Im September 2020 ist die dritte Variante des Städteschnellzug ET 4010 als Modell erschienen. Die Firma Jägerndorfer hat diesmal die Version des 4010.014 im klassischen Erscheinungsbild der 1990er und 2000er Jahre realisiert. Der ET 4010.014 war auch einer der wenigen Garnituren, die nicht in den Farbtopf der HW Floridsdorf fielen und modernisiert wurden und somit bis zur Kassierung derartig im Einsatz war. Im Unterschied zum früher ausgelieferten ET 4010 mit der Transalpin-Beschilderung war das Fahrzeug in den Farben Ultramarinblau (RAL 5002) und Elfenbein (RAL 1014) lackiert. Die roten Lampenfassungen entsprechen dem Farbton Blutorange. Der Fahrzeugboden und die Drehgestelle sind im Farbton Tiefschwarz gehalten.

Das neue Set besteht aus folgenden Fahrzeugen: 4010.014-1 + 7010.114-2 + 7110.114-1 + 7110.309-7 + 7110.214-9 + 6010.014-6. Am Modell wurden einzelne Formänderungen vorgenommen, soweit dies erforderlich war, so zum Beispiel erkennbar an der Heizkupplung am Triebkopf- und am Steuerwagen.
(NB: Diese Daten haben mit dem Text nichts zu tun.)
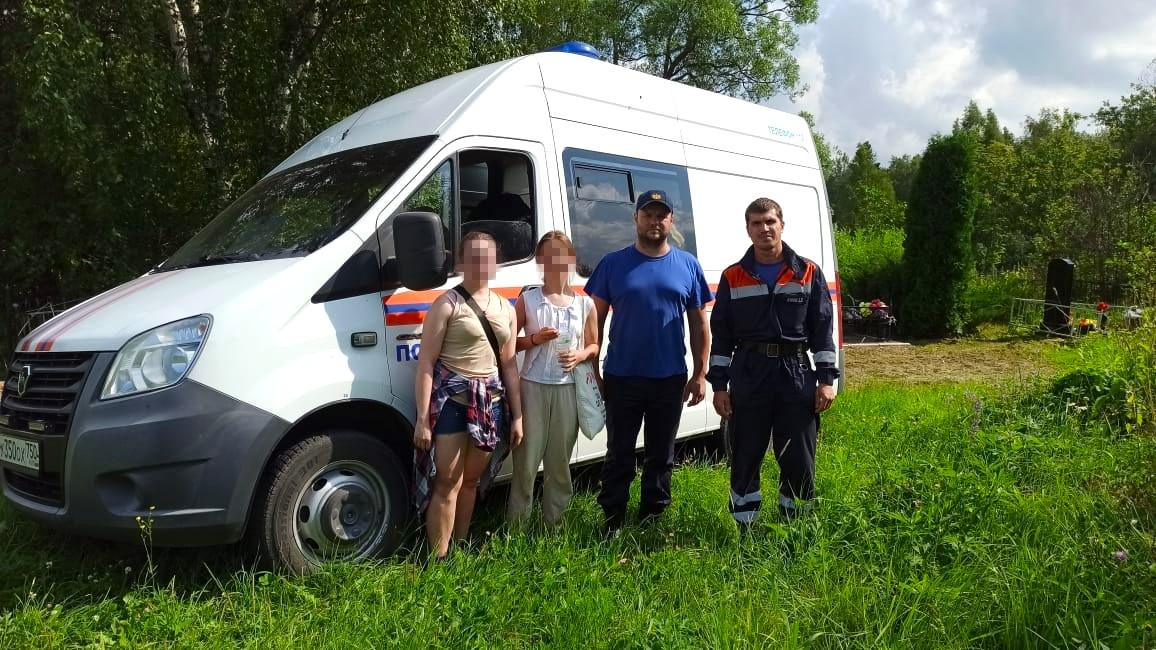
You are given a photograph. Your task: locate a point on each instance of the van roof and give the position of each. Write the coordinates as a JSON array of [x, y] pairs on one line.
[[579, 89]]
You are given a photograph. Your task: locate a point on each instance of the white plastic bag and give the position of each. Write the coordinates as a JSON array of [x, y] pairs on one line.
[[591, 406]]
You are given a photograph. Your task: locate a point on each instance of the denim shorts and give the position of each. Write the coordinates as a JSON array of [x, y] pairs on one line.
[[452, 418]]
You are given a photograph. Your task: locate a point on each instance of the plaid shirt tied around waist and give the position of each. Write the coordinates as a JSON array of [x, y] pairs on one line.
[[480, 425]]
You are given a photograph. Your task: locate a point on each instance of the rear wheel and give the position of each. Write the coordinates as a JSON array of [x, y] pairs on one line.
[[334, 496]]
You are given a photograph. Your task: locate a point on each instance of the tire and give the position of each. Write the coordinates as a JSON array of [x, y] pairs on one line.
[[334, 496]]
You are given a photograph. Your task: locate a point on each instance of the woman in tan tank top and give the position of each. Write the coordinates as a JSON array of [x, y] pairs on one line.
[[462, 392]]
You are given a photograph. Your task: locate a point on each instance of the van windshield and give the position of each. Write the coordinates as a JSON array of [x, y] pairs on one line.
[[299, 209]]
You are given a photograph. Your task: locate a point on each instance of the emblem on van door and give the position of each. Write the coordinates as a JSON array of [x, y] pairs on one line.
[[22, 377]]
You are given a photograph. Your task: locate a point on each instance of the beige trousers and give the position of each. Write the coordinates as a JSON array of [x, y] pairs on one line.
[[549, 433]]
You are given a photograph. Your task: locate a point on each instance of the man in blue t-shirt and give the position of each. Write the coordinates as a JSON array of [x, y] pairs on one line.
[[651, 286]]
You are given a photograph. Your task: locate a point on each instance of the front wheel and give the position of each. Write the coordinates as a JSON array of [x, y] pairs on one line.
[[333, 496]]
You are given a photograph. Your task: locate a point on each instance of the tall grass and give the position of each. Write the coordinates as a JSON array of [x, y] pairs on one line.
[[951, 516]]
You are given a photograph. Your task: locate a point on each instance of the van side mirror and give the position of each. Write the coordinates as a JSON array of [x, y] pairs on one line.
[[420, 243]]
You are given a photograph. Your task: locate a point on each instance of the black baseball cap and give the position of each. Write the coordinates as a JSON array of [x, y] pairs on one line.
[[653, 197]]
Zudem entsprechen alle Anschriften dem Vorbild. An dieser Stelle ist leider ein Manko für den ansonsten formschönen Zug vorzubringen. Die Herstellerfirma aus Fernost hat bei der Lackierung nicht sauber gearbeitet, an mehreren Stellen sind unsaubere Farbverläufe sowie auch unschön mit den Kastenfarben versehene Griffstangen bestückt.  Derartiges sollte bei einem Modell in dieser Preisklasse nicht passieren.